On the topic of management agreements, Givens spoke about the need of aligning owners and operators.
“One of the things we have done with several of our operators is to rethink the kind of traditional fee structure, which has historically just been based on a percent of revenue to try to create realignment around NOI growth, even CapEx [or capital expenditures],” Givens said. “In our new agreements, we factored those items in. We have incentive fees and incentive hurdles that really align our operators we think, and it’s something we are continuing to try to tweak.”
Looking ahead, New Senior is positioned to take advantage of mid- and long-term demographic trends, Givens said. For instance, supply and demand trends are improving across New Senior’s entire senior housing portfolio.
“For the past three years, independent inventory growth has outpaced absorption in our markets,” Givens explained. “However, that trend reached an important inflection point in the first quarter where supply and demand have converged as a result of decreasing levels of inventory growth and increasing levels of demand of nearly 3%.”

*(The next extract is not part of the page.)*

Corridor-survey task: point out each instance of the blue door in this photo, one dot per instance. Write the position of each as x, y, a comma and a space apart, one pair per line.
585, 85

The first quarter of 2019 marked the first earnings period with New Senior as an internalized REIT, which has been in the works since last year when the company first moved to distance itself from its largest investor, private equity firm Fortress Investment Group (NYSE: FIG). New Senior also announced in late April it received $53 million as part of a lawsuit settlement from Fortress, Holiday Acquisition Holdings, and members of its board of directors.